TAORMINA- Nasce il Parco archeologico di Naxos. Firmato a Palermo dall’assessore ai Beni culturali e dell’Identità siciliana il decreto che ha formalmente istituito il Parco Archeologico di Naxos e  che disciplina il funzionamento organizzativo con autonomia amministrativa e finanziaria. Un  riconoscimento importante per quello che è a tutti gli effetti il terzo Parco archeologico dell’isola, dopo la Valle dei Templi di Agrigento e il Parco di Selinunte. “Obiettivo centrato a vantaggio di tutto il comprensorio – sottolinea il sindaco di Giardini Naxos Nello Lo Turco – Una forte sinergia con i colleghi di Taormina e Francavilla nella prospettiva di un rafforzamento del percorso programmatico di rilancio del prodotto turistico”. La nuova perimetrazione del Parco che non è più quella risalente al 2010 si riferisce all’area di pertinenza dell’antica città abbracciando il territorio che va da Isolabella alla valle dell’Alcantara e sino a Francavilla. Al nuovo Parco archeologico di Naxos sono, infatti, affidati il Museo archeologico regionale di Naxos e le sue collezioni; Villa Caronia e il Teatro Antico di Taormina; il Museo naturalistico nell’Isolabella  e le aree archeologiche di Taormina e Francavilla. Da Taormina a Giardini fino a Francavilla la perimetrazione aggiornata del parco consentirà di mettere in campo una serie di iniziative integrate che possano valorizzare in modo ancora più ottimale i siti e i monumenti tra i più rilevanti del patrimonio culturale–archeologico siciliano.
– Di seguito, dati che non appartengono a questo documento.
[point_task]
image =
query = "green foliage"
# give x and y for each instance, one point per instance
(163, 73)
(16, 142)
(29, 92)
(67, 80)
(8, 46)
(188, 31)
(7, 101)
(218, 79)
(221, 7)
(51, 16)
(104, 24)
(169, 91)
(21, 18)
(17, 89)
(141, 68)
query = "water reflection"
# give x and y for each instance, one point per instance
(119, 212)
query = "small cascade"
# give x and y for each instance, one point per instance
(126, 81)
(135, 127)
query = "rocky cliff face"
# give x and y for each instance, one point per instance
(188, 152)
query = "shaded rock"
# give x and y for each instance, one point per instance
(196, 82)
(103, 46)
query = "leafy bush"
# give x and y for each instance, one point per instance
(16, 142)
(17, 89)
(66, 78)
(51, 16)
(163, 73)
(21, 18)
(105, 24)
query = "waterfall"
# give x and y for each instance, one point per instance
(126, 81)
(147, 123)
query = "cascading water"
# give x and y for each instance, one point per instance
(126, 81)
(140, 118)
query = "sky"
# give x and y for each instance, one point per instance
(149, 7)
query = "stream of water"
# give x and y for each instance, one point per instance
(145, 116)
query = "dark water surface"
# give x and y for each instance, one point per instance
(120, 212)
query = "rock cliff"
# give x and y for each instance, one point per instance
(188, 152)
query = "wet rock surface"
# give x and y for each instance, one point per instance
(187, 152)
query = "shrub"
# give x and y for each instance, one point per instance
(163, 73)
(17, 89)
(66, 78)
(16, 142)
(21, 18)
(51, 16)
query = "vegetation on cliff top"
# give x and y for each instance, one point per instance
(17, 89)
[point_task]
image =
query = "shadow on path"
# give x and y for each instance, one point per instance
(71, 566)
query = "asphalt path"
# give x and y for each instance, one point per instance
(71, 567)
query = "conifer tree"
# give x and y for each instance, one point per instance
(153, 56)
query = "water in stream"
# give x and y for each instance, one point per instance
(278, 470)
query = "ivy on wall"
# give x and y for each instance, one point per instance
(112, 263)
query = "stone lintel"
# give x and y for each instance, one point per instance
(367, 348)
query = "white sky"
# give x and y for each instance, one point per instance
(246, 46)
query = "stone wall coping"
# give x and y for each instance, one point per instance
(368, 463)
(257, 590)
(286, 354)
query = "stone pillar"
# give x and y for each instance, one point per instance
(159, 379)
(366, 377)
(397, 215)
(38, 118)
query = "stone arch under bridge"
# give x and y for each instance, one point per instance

Ma la novità più importante riguarda l’autonomia gestionale ed economica del Parco di Naxos. “Da questo momento- spiega Lo Turco- i proventi derivanti dalla gestione del Parco verranno gestiti direttamente qui, nel nostro territorio, e non più a Palermo”. Dopo le critiche mosse  nei mesi scorsi dal Consiglio di Taormina sulla denominazione geografica del Parco arriva il riconoscimento formale dell’area archeologica che mette un punto fermo da cui ripartire per il futuro. “ E’ il momento di fare sistema, accantonare i campanilismi- conclude Lo Turco- e attuare un percorso a lungo termine fatto di sinergie e politiche di sviluppo del territorio condivise”.